Do you ever find yourself assessing people on the Tube? Yestarday I was standing in a crammed carriage and found myself unconsiously passing the time by inspecting my fellow passangers. It's the shallowest kind of judgement, deciding whether someone looks interesting or attractive based on a few seconds glance in a sweaty train. Most of the people around me looked depressing, ugly and smelly (as I'm sure I appeared to them). No one's at their best on the Tube, but some people look particularly repelant (and other passangers edge away from them, not wanting to be squeezed up with against an Arsenal supporter reeking of lager or an obesse American tourist) while once every few days, among the thousands of people one passes, there is the flash of an angelic face, seemingly untainted by the London grime, which causes one to gasp and almost miss a stop.

Then it struck me. Looking around at all those depressing and ugly faces of my fellow commuters - God loves them.

Not in some sort of general philosophical way (love is an attribute of the divine nature) but in an intense and individual way. Mel Gibson's controversial new film The Passion covers the most extreme expression of this love - that God "became nothing, taking the very nature of a servant" and chose to bear immense suffering to wipe away our sins. But God's love is also revealed in more tender ways. The Bible says that he counts the numbers of hairs on each of our heads (the sort of thing lovers might do as they are wrapped in each other's embrace) and that he even sings love songs about us! [Phil.2.7, Matt.10.30 and Zeph.3.17]

I've known this all for many years, but occassionally it strikes me at a particular moment in a profound way. And that's what happened yestarday on the Central line between Oxford Circus and Bond Street!
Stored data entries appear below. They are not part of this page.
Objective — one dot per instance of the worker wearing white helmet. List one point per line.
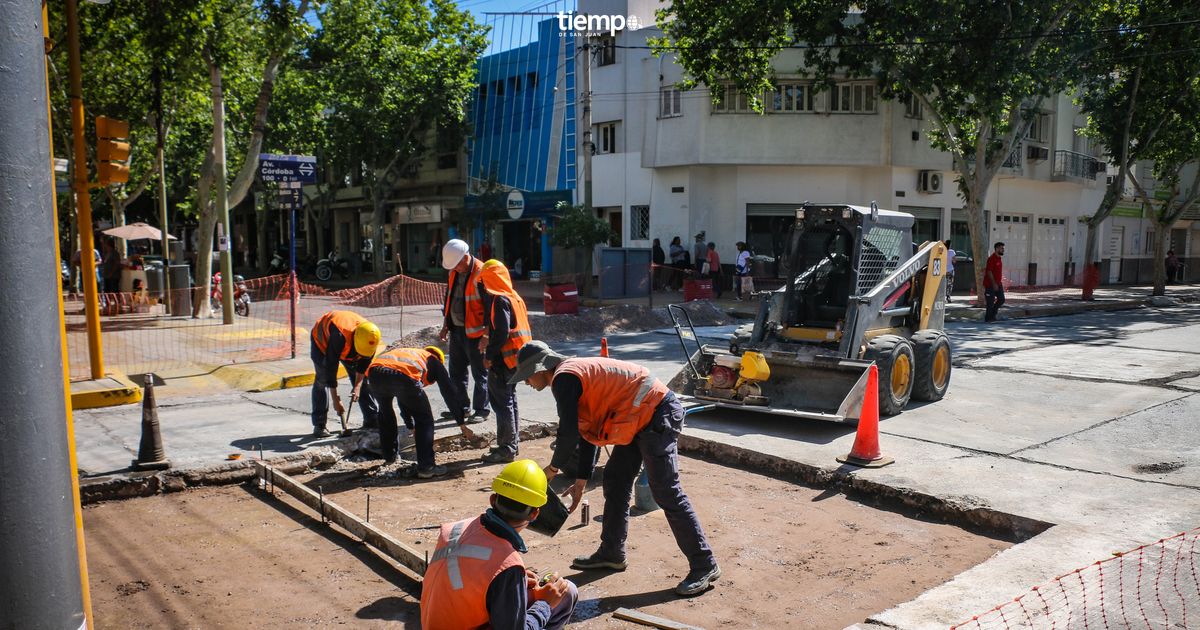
(463, 324)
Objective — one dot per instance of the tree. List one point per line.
(393, 70)
(1139, 93)
(981, 70)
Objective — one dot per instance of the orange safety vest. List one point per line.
(618, 399)
(413, 363)
(474, 301)
(497, 282)
(346, 322)
(468, 557)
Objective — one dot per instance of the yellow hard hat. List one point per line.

I've just watched the DVD of "Bruce Almighty" the rather mediocre Jim Carrey film in which a very self-centred TV reporter is given God's power for a week. The film is not very theologically sound of course, but I rather like Morgan Freeman's representation of God as a wise-cracking cleaner. It captures two characteristics of God - the way he humbles himself in order to relate to humans and the deep love he has even for Carrey's spoilt and irritating character.